Hallein: Stangassinger verlangt Neustart beim TVB
Halleins Bürgermeister verlangt die Absage einer aus seiner Sicht nicht korrekt einberufenen TVB-Ausschusssitzung.
Der Konflikt zwischen der Stadt Hallein und dem Tourismusverband (TVB) verschärft sich. Bürgermeister Alexander Stangassinger (SPÖ) fordert die Absage der für Montagnachmittag, 20. Juli, vorgesehenen Ausschusssitzung des Verbands. Er hält deren kurzfristige Einberufung für nicht ordnungsgemäß und bezeichnet sie als weitere Provokation.

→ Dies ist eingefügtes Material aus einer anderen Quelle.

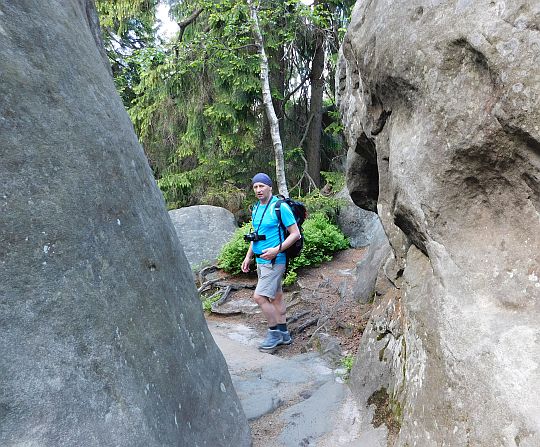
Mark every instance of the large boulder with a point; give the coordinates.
(359, 225)
(441, 105)
(103, 338)
(203, 230)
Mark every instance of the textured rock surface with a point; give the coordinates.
(103, 338)
(358, 224)
(203, 230)
(441, 106)
(367, 270)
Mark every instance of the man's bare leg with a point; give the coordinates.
(269, 310)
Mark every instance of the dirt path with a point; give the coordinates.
(326, 324)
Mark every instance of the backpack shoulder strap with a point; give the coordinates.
(277, 209)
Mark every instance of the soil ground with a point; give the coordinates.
(321, 301)
(322, 315)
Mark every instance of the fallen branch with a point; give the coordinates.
(309, 323)
(223, 298)
(297, 317)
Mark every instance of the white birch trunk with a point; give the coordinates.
(269, 107)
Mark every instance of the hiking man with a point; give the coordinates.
(267, 244)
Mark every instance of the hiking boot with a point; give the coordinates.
(273, 339)
(287, 339)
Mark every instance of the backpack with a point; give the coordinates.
(300, 214)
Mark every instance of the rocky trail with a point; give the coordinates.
(298, 395)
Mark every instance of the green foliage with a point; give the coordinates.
(233, 253)
(207, 302)
(347, 363)
(322, 240)
(336, 180)
(196, 101)
(319, 203)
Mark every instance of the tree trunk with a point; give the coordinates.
(269, 107)
(313, 141)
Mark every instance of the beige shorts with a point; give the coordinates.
(270, 278)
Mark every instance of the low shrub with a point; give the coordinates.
(321, 240)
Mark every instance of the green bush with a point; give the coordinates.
(319, 203)
(321, 240)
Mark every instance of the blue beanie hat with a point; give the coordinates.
(261, 177)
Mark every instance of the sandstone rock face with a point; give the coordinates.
(203, 230)
(441, 103)
(103, 338)
(358, 224)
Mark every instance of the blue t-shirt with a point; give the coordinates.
(270, 227)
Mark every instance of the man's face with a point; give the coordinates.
(262, 191)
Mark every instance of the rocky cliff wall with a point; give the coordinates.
(441, 104)
(103, 341)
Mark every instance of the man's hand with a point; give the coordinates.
(270, 253)
(245, 263)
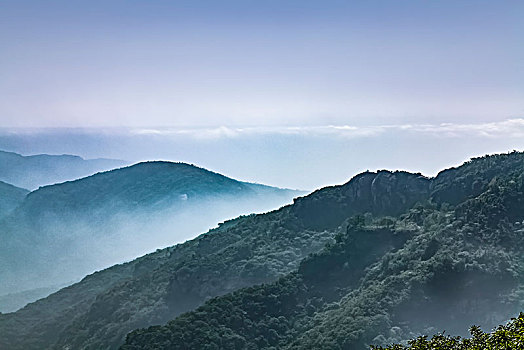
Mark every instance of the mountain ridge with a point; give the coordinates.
(267, 251)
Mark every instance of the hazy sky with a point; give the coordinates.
(298, 94)
(259, 63)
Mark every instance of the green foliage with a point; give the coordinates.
(379, 260)
(504, 337)
(443, 268)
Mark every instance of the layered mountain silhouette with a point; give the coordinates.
(31, 172)
(383, 258)
(10, 197)
(62, 232)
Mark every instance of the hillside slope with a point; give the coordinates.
(242, 252)
(10, 197)
(451, 262)
(34, 171)
(62, 232)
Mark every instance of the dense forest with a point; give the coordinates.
(505, 337)
(384, 258)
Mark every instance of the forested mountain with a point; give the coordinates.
(436, 267)
(10, 197)
(504, 337)
(62, 232)
(380, 259)
(34, 171)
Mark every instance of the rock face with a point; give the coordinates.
(383, 193)
(317, 277)
(68, 230)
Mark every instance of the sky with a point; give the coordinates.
(297, 94)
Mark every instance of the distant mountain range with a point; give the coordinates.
(378, 260)
(10, 197)
(31, 172)
(62, 232)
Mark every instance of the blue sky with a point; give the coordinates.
(298, 94)
(257, 63)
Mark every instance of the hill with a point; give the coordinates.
(436, 267)
(34, 171)
(380, 259)
(62, 232)
(10, 197)
(155, 288)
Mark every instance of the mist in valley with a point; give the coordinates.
(47, 247)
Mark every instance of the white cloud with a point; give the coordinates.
(506, 128)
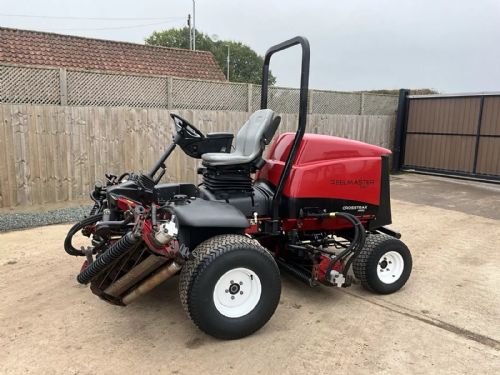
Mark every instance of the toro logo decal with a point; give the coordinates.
(361, 183)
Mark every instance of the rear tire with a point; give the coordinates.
(383, 265)
(230, 287)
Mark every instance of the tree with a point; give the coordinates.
(245, 65)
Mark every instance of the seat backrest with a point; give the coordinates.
(256, 132)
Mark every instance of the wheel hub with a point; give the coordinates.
(237, 292)
(234, 288)
(390, 267)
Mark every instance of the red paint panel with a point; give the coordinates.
(327, 167)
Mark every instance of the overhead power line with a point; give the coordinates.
(114, 28)
(91, 18)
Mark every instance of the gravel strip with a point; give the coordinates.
(35, 219)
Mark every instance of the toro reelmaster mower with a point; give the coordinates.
(316, 208)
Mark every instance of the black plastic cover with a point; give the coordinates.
(209, 214)
(164, 192)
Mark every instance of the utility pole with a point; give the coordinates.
(190, 32)
(194, 26)
(228, 62)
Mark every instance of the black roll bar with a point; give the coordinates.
(304, 91)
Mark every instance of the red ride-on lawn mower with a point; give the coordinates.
(316, 208)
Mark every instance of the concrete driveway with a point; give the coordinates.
(445, 320)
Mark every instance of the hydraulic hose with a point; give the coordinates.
(114, 252)
(355, 246)
(68, 246)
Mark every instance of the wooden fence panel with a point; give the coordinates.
(51, 154)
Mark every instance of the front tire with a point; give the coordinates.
(230, 287)
(383, 265)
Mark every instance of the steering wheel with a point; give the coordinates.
(185, 128)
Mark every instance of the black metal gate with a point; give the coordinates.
(449, 134)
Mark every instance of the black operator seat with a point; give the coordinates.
(250, 142)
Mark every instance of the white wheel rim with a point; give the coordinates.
(390, 267)
(237, 292)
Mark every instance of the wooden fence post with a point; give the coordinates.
(170, 83)
(249, 97)
(63, 87)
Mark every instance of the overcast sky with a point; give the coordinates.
(450, 46)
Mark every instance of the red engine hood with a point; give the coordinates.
(316, 148)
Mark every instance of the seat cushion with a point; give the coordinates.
(249, 142)
(219, 158)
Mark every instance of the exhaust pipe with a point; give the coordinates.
(151, 282)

Die stimmberechtigten Mitglieder der Stadtgemeinde wollen an der Sitzung nicht teilnehmen. Stangassinger verlangte vom TVB, den Termin abzusagen und den Ausschuss rasch nach den geltenden Vorgaben einzuberufen. Nach seiner Darstellung widerspricht die Einladung dem Tourismusgesetz. Zudem sei die einladende Person dazu nicht befugt gewesen.
Vorstand bleibt vorerst im Amt
Der bisherige TVB-Vorstand hatte am 11. Juli seinen Rücktritt mit sofortiger Wirkung bekanntgegeben. Die Stadt geht jedoch davon aus, dass der Rücktritt nach dem Salzburger Tourismusgesetz erst am 18. Juli wirksam wird. Bis dahin bleibt Obmann Willi Grundtner im Amt und Ansprechpartner der Stadtgemeinde.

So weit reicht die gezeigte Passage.